Friday, September 27, 2013

dream stream

I reached into my creativity this morning and whipped out the following drawing and accompanying poem. I'm unsure what either has to do with my memoirs. I suspect I'm being kissed by my often-buried art fairy. My prim-n-proper self doesn't let her out to play that often.


If pink were fish
. . .and dreams streamed
Would the stars still sing?

Tuesday, September 17, 2013

Prayers

I'm in the midst of rewriting the sections about my convent prayer life. Too young to have committed myself to such a rigorous lifestyle, I didn't appreciate the effort it took to learn to pray. It only seemed to me that we had to pray far too often; spend way too much time at it; all with very little result. God remained completely unreachable--something no amount of prayer would change. What I learned from spending hours in communal prayer was that God didn't seem to care a whit about ordinary girls like me. An opinion I didn't share with a single soul.

Friday, September 6, 2013

My Own Sacred Self

Photo belongs to Breema Center
The nunly part of me indulged  herself over the weekend by attending a three day Breema workshop at Breitenbush Hot Springs. My entire being imbibed the forested atmosphere, the sounds and sight of the nearby river, the creatively prepared vegan food, the total quiet of sleeping in the woods, and the total immersion into the bodymind experience of the workshop.

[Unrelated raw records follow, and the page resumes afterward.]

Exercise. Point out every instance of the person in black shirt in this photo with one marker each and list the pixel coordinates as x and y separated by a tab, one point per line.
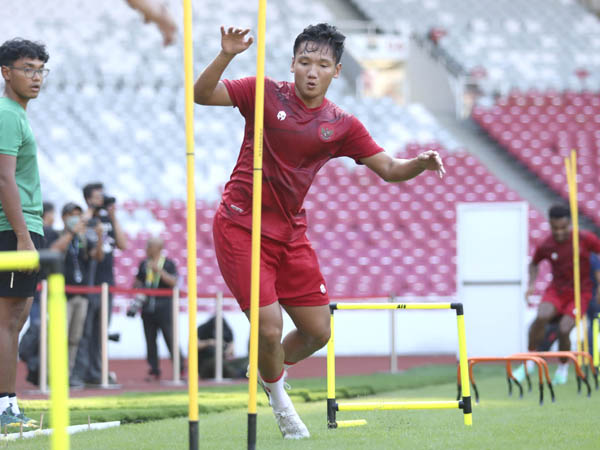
232	367
80	245
101	209
156	272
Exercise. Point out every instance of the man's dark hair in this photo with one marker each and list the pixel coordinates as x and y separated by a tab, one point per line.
322	33
89	188
18	48
559	211
47	207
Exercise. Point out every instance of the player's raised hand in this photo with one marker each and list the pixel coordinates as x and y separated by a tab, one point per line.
233	41
431	160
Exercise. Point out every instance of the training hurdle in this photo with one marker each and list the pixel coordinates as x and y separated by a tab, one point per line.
333	406
542	371
573	357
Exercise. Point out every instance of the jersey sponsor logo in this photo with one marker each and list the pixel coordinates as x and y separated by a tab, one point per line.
326	132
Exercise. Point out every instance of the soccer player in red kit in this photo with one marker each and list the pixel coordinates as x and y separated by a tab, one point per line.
302	131
558	301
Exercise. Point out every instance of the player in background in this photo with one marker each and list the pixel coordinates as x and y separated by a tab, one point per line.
558	301
302	131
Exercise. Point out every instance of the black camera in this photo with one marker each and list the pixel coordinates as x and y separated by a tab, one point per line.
136	306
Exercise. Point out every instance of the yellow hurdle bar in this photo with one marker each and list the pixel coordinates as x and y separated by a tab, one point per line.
377	406
391	306
333	407
10	261
350	423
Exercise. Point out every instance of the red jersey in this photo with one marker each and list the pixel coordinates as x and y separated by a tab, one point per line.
561	258
297	142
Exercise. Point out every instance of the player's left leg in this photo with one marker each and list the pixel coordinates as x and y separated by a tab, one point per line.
312	331
565	325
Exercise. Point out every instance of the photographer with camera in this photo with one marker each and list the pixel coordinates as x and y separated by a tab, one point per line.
155	272
80	245
101	211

I was much too young to appreciate the hours of silence and the long retreats that were imposed upon my restless, eager self in the convent, but I’ve since attempted to replicate the elements of silence and focused solitude. Sometimes I wonder whether my longing was due to my years as a nun or an inborn inclination toward quiet that cause me to seek it out. In either case, I cherish the opportunities I’ve had to lose myself in such places as Esalen, Breitenbush, alongside the river in the Colombia River Gorge, and in the desert regions of Oregon, Washington, and Idaho.


Communing with Mother Nature in whatever form it takes replaces my former need for Church and formal religions. Instead, I approach divinity through Mother Earth and ultimately through my own sacred self.